No candidate won more than 50 percent of the vote in a special election on Saturday.
"I was obviously very pleased that I ran 10 points ahead of my opponent, Mr. Dunning, and now what we need to do is get our very passionate supporters back for the runoff," Ms. Miller said today.
Although Ms. Miller, 43, did not win outright, she came close, taking 48.8 percent of votes, versus 38.8 percent for Mr. Dunning. Domingo Garcia, a former City Council member, took 11.1 percent. Two other candidates together garnered less than 2 percent of the votes.
"This is exactly what we wanted, to get her into a runoff," said Carol Reed, Mr. Dunning's chief campaign consultant.
At a news conference this afternoon, Mr. Garcia — whose campaign had tried to forge a coalition of black and Hispanic voters — endorsed Mr. Dunning, a former chairman of the Dallas-Fort Worth International Airport board.
Mr. Dunning, 59, is backed by large segments of the Dallas business community and campaigned on themes of economic expansion and consensus building. Ms. Miller highlighted her role as an outsider, promising to focus on basic city services and to improve the police department.
"Our message will be the same in the runoff as it was during the election: there are important differences in their styles of leadership," Ms. Reed said.
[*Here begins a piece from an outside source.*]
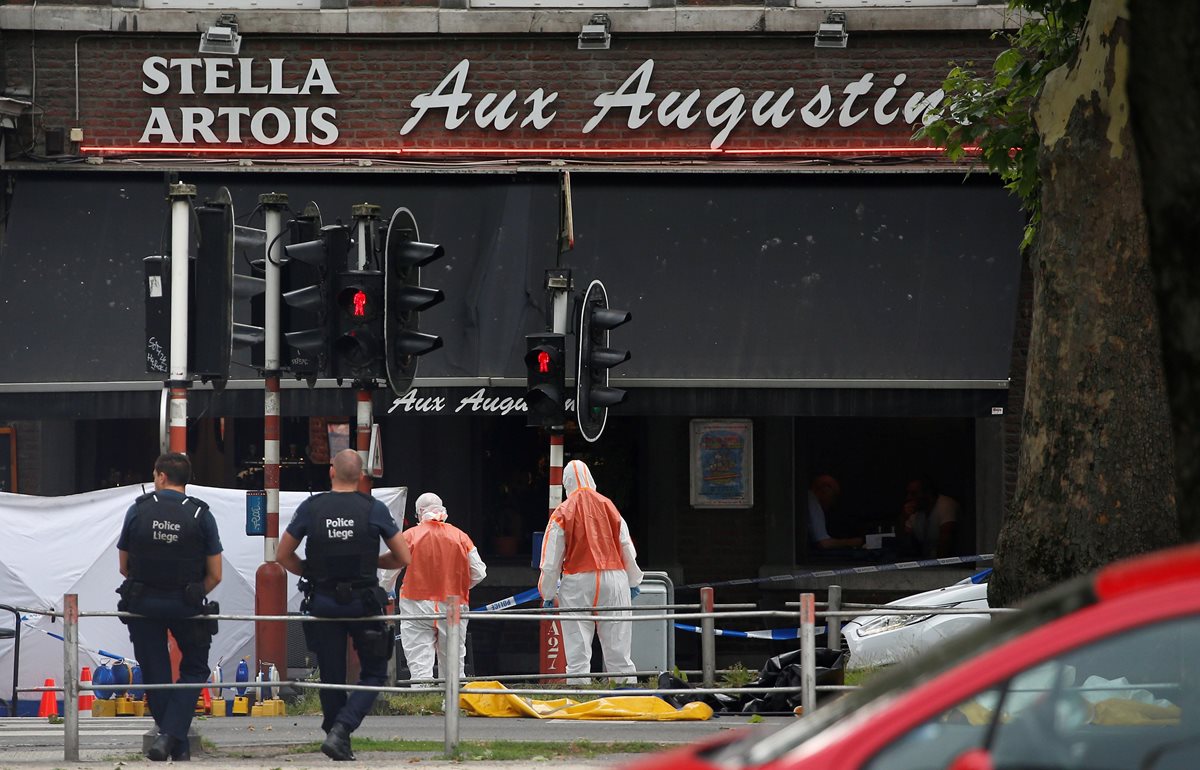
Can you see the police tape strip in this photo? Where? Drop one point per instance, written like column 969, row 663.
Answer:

The winner of the Feb. 16 runoff election will serve 15 months, finishing the term of former mayor Ron Kirk, who resigned in November to run for the United States Senate.
Local interest in the nonpartisan race has been intense, fueled by Ms. Miller's reputation as a gadfly during her three and a half years on the City Council, and campaign advertisements by Mr. Dunning that attacked her opposition to city financing for a 1998 Veterans Day parade.